Eu nunca vivi uma época em que a gente precise tanto de chuva como agora. Precisa chover, precisa chover muito. Falo da chuva que limpa, que refresca, que muda, que dá vida nova. Precisamos muito de uma nova chance e de algo que nos mostre isso, como a chuva faz.

Eu preciso da chuva que leve embora a minha incompreensão, que leve embora a minha falta de tempo e o meu cansaço que acumulam vez e outra embaixo do tapete da minha impaciência.

Precisamos que chova para limpar ódio, o preconceito, a violência e os discursos sem noção que encorajam isso nas pessoas.

Gosto de pensar na chuva que molha e que aos poucos preenche os buracos das nossas incertezas e inseguranças. Penso num temporal que faça barulho, que nos assuste com o trovão sempre que acharmos que sabemos demais ou que temos qualquer direito sobre o outro.

Já a chuva, é direito de todos. Molha muitos de uma só vez. Chove aqui e ali, chove no mundo. Chove fora de casa e precisa chover dentro da gente.

Não importa se chove pela noite ou pela tarde, todo final de chuva traz um novo começo para a gente, um respirar mais aberto, mais gostoso, diferente.

Chover é mudar.

Precisamos de uma boa chuva para limpar toda a sujeira emocional que a morte deixou.

O frescor dessa chuva vai reunir tudo aquilo que foi separado.

Enquanto chover, eu vou sair de casa. Ficar de pé na rua, no estacionamento do meu condomínio, de braços abertos e rosto empinado para o céu. Chuva e lágrimas vão se misturar.

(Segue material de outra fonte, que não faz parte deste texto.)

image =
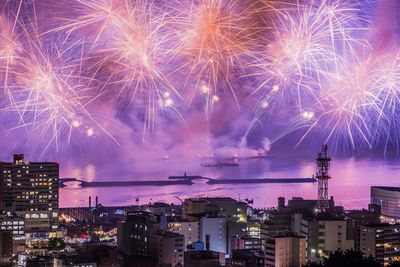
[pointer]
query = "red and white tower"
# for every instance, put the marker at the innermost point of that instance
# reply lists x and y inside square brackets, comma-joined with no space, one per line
[323,163]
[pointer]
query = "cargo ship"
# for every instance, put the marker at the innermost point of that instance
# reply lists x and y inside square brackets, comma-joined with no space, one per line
[220,164]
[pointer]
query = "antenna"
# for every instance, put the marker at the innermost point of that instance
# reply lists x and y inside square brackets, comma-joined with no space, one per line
[322,175]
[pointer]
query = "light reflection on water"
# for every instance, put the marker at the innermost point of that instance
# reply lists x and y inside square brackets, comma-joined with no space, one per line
[350,183]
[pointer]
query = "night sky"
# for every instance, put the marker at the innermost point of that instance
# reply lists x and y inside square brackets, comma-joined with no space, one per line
[123,80]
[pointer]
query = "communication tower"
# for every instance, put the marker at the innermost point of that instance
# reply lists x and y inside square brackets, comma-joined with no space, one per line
[323,163]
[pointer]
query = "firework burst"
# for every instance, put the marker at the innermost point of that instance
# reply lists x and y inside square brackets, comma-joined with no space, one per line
[214,39]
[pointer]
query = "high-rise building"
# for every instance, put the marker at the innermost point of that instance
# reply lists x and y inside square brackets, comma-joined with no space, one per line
[134,232]
[204,258]
[324,234]
[381,241]
[388,199]
[15,225]
[189,229]
[233,210]
[30,190]
[214,233]
[285,250]
[167,248]
[250,257]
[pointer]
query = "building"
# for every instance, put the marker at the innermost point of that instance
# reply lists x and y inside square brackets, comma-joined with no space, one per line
[381,241]
[253,229]
[30,190]
[214,233]
[324,234]
[285,250]
[134,232]
[189,229]
[204,259]
[250,258]
[233,210]
[16,226]
[167,248]
[6,247]
[388,199]
[246,242]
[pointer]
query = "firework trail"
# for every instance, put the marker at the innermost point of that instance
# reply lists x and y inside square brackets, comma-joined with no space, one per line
[307,46]
[358,109]
[214,39]
[132,55]
[152,61]
[47,93]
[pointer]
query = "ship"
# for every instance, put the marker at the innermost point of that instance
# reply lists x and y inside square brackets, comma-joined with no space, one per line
[220,164]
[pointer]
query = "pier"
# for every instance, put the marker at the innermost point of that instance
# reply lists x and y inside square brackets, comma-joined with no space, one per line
[184,180]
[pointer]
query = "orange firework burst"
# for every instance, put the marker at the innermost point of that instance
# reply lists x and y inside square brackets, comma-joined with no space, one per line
[214,38]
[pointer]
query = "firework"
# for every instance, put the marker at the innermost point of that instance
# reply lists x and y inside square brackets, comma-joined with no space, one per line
[214,38]
[132,56]
[47,92]
[305,49]
[359,108]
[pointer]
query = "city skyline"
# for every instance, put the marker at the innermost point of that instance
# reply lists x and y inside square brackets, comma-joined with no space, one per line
[190,79]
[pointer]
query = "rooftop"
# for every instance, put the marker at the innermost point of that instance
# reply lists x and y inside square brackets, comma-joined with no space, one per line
[388,188]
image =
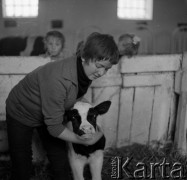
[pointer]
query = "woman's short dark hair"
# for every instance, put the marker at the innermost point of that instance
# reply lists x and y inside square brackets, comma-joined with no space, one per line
[100,46]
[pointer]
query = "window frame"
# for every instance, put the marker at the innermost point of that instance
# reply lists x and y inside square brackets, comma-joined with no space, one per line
[21,16]
[148,11]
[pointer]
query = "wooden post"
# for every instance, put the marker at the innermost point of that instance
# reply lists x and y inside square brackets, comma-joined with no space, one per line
[181,123]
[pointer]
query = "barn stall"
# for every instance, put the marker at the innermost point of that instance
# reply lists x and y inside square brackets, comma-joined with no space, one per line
[144,91]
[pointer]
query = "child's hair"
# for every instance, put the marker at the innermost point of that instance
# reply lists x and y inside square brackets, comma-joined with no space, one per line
[130,44]
[56,34]
[98,47]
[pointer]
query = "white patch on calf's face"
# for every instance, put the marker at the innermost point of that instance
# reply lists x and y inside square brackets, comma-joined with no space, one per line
[83,109]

Quero sentir o toque de cada gota e, quando a chuva passar, quero que a sensação gostosa dessas gotas ressurja em lembranças, em novos toques, em diferentes situações do meu dia a dia, como no abraço do meu namorado, no gritinho histérico de alegria da minha afilhada ainda bebê, numa música que ouço sozinho, no comentário sem pretensão que me faz chorar de rir, e em tudo o mais que faz chover e lavar dentro de mim.